Since the gangliosides GD3 and GD1b are absent in the cell membrane most of EL 4 cells, the anti GD2 mAb ME361 could only interact with ganglioside GD2, and cross reactivity of these antibodies with Inhibitors,Modulators,Libraries other gangliosides did not contribute to observed cytotoxic effect of these anti bodies. Thus, our results point out the predominant role of GD2 in the reception of cytotoxic signals induced by two types of anti GD2 antibodies. To further prove the exclusive role of ganglioside GD2 in a reception of cytotoxic signal, we reduced the expres sion level of GD2 on the surface of EL 4 tumor cell line, and these cells with decreased expression of GD2 were used to study cytotoxic effects of anti GD2 mAbs.
Com parison of the efficiency of anti GD2 mAb induced cyto toxic effects in intact cells versus cells with Inhibitors,Modulators,Libraries reduced expression of GD2 allowed us to directly assess the con tribution of this ganglioside in induction of cell death. Inhibition of the enzymes responsible for the ganglioside synthesis let us to obtain the cells with significantly reduced expression of GD2. The cytotoxic effect caused by anti Inhibitors,Modulators,Libraries GD2 mAbs was much higher for intact cells than for cells with inhibited expression of GD2. Thus, we demonstrated that ganglioside GD2 itself could serve as a receptor of cell death in GD2 positive tumor cells. However, several important questions remain unclear 1 how does the GD2 transmit a cell death signal inside the cell. 2 what causes the variability in efficiency of the cytotoxic effect induced by the different anti GD2 mAbs.
3 whether the property of GD2 molecule being a recep tor of death signal is a general feature of other tumor associated gangliosides The published reports regarding the role of ganglio sides in regulation of cell death are rather conflicting and contradictory. Inhibitors,Modulators,Libraries The researchers have incoherent points of view about the mechanisms of the cytotoxic action of antibodies to the tumor associated ganglio sides. Thus, a number of researchers have observed cer tain aspects of apoptotic cell death in the cells exposed to the GD2 and NeuAcGD2 Inhibitors,Modulators,Libraries specific antibodies. On the other hand, it was shown that antibodies to tumor associated ganglioside NeuGcGM3 induced cell death by mechanism of necrosis with formation of the membrane pores. The researchers showed that this process is caspase independent.

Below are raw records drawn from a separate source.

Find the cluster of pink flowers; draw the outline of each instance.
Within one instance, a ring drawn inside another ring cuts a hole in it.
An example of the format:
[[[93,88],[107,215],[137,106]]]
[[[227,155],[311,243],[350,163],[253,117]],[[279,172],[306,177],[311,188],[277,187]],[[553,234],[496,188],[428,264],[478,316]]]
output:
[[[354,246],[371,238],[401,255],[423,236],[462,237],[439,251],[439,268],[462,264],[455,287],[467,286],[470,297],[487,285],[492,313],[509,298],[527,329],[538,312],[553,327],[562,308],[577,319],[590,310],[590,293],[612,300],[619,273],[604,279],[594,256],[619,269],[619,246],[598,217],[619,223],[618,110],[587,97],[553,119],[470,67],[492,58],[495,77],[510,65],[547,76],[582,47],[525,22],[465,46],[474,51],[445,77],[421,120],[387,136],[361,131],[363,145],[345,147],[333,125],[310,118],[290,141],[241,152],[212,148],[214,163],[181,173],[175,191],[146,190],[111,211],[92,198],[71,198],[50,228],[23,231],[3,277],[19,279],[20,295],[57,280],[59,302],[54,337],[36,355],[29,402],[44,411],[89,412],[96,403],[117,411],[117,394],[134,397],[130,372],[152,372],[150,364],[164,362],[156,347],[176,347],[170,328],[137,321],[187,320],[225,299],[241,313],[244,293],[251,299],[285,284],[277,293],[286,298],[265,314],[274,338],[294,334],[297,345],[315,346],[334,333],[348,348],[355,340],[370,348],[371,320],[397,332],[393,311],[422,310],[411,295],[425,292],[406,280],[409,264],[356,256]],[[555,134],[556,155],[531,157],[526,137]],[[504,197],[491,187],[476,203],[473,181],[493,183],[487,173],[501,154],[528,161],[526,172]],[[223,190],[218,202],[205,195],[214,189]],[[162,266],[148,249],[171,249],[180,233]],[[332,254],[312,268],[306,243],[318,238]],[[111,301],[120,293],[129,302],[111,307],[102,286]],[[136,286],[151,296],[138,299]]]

Such results could be explained by both the different origin of tumor cell lines used in these studies, and by targeting different tumor associated gangliosides. currently Also it was reported that caspases did not play a key role and did not determine the mechanism of cell death triggered by anti GD2 mAbs. According to this study, cell death signaling pathways triggered by anti GD2 mAbs are com plex and could be attributed to non classical mechanisms of cell death, with features of apoptosis and necrosis, and with involvement of mitochondria dependent pathways.